Smith wants Goodell to redo bounty probe
NFL Players Association executive director DeMaurice Smith on Friday called for the NFL to scrap the results of a monthslong investigation into the Saints’ alleged bounty program. Smith, calling the investigation “unprofessional, unsubstantiated and incomplete,” said he believes a new investigation should be launched into the program, which the NFL said ran from 2009-11.
Smith wrote a letter to Commissioner Roger Goodell to detail his concerns about the investigation.
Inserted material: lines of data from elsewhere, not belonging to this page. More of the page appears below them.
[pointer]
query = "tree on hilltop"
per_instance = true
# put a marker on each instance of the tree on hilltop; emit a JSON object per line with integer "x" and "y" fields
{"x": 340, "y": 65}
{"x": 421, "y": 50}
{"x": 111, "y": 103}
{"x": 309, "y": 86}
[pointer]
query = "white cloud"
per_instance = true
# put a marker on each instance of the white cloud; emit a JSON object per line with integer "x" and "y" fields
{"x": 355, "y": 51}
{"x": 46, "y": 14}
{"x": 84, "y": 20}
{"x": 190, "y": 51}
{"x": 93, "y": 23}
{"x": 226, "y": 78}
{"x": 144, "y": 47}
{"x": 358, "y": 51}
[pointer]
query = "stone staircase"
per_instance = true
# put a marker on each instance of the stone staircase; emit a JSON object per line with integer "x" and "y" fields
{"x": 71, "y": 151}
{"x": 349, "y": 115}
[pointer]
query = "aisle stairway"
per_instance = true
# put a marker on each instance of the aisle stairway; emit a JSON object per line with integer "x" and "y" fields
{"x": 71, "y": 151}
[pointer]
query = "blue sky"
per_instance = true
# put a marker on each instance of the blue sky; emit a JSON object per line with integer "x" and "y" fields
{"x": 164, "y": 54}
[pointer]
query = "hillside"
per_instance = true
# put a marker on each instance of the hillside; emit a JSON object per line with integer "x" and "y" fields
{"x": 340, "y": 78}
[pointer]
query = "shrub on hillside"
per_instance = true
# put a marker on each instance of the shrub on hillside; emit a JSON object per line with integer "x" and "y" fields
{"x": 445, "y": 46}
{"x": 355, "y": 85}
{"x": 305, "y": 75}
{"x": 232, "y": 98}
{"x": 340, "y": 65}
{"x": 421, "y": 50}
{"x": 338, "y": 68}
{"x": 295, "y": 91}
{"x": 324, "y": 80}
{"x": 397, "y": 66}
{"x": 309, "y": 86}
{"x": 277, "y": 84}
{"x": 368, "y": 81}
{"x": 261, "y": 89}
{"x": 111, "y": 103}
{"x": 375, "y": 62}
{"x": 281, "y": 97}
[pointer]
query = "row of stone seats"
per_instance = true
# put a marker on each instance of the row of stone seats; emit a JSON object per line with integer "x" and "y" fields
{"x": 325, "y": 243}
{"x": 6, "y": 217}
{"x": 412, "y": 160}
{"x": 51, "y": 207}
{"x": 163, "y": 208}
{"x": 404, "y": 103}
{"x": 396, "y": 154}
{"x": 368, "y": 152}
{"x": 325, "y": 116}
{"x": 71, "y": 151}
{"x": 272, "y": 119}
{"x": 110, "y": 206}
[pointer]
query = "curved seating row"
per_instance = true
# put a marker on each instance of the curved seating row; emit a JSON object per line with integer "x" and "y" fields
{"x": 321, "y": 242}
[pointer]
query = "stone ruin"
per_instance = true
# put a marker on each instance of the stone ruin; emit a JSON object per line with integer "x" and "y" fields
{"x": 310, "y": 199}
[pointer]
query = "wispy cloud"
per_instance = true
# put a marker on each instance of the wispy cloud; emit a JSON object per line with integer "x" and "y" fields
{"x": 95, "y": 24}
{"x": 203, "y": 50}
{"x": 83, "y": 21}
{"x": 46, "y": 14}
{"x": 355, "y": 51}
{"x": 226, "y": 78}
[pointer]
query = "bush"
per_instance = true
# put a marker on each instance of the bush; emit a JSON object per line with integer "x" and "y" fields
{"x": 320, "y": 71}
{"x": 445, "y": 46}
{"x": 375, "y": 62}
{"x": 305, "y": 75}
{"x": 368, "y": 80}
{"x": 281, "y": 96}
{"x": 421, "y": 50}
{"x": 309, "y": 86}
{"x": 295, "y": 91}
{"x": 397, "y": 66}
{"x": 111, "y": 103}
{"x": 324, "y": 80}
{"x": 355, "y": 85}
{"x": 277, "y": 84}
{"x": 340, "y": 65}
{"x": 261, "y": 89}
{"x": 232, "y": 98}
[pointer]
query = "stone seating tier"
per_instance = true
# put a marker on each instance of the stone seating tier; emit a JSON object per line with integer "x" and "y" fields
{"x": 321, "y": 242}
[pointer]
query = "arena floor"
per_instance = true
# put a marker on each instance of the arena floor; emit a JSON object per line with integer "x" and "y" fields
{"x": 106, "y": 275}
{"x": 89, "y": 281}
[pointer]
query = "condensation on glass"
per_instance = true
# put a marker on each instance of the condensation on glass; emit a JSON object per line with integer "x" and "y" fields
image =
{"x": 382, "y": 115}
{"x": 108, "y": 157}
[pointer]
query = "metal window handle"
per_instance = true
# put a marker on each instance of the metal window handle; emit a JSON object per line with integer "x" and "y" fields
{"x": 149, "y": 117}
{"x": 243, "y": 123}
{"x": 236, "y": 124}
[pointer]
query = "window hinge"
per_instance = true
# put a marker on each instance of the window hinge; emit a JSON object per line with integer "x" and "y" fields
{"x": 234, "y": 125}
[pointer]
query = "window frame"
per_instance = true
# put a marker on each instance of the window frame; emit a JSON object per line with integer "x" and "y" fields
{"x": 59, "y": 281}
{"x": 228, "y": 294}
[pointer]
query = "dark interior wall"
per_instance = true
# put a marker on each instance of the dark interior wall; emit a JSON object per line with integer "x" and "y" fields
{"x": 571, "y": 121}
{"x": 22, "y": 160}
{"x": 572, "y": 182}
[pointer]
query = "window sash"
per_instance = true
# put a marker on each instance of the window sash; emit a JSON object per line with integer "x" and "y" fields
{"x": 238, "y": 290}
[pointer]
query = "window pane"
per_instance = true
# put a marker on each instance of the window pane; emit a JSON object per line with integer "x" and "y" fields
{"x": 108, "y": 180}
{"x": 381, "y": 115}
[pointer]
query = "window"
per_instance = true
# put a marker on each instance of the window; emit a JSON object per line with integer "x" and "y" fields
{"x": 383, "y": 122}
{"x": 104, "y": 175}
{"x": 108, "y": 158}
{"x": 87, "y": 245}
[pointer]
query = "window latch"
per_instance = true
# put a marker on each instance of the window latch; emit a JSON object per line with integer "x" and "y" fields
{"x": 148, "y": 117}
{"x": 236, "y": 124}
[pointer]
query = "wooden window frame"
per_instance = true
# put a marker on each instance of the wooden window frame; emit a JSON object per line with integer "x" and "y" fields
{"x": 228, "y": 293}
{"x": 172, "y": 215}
Goodell held an appeal hearing Monday for four players suspended in connection with the alleged program: Jonathan Vilma, Will Smith, Anthony Hargrove and Scott Fujita.
“In the days since the June 18 hearing, firsthand witnesses to the Saints defensive team meetings who the league actually interviewed have clearly and publicly stated that the NFL grossly mischaracterized the information they provided to NFL investigators and knowingly misrepresented the facts surrounding this investigation,” Smith wrote.
He cited statements from Saints interim head coach Joe Vitt, Hargrove and Mike Ornstein, a close friend of suspended head coach Sean Payton who was implicated in the bounty program, that contradicted findings by NFL investigators. Smith also complained that the league did not allow witnesses to appear at Monday’s hearing.
Goodell did not immediately respond to Smith’s call for a new investigation. Jeff Pash, the NFL’s lead attorney who was among those who briefed reporters on the evidence presented at the appeal, expressed disappointment Smith didn’t participate in the hearing. Former federal prosecutor Mary Jo White delivered the presentation to the players, as well as a dozen reporters who were briefed afterward.
“I wish that (Smith) would have come to the hearing on Monday because he would have seen an earnest effort the commissioner personally made to have the players comment and tell him what their side of the story is,” Pash told Mike Florio in an interview on Profootballtalk.com. “I think he would have been very impressed by the presentation Mary Jo White made. De, as a former federal prosecutor, knows Mary Jo. I am sure he holds her in the same high regard that lawyers and judges across the country hold her and understands what a consummate professional she is. He would have had an opportunity to see the evidence and hear the witness statements and how it all weaves together, which is how a good prosecutor puts a case up. It is a mosaic. Focusing on any one piece of the mosaic may not tell you very much. When you put it all together, it paints quite a clear picture. If De had been able to be here Monday and participate in the hearing, he would have a different view perhaps than what he has today.”
The NFL invited Smith and other union officials to attend the hearing. NFLPA lead attorney Tom DePaso did attend the hearing, as did outside counsel Richard Smith.
The league has indicated it received no new information from the union, and players declined to respond to or refute charges made during the hearing.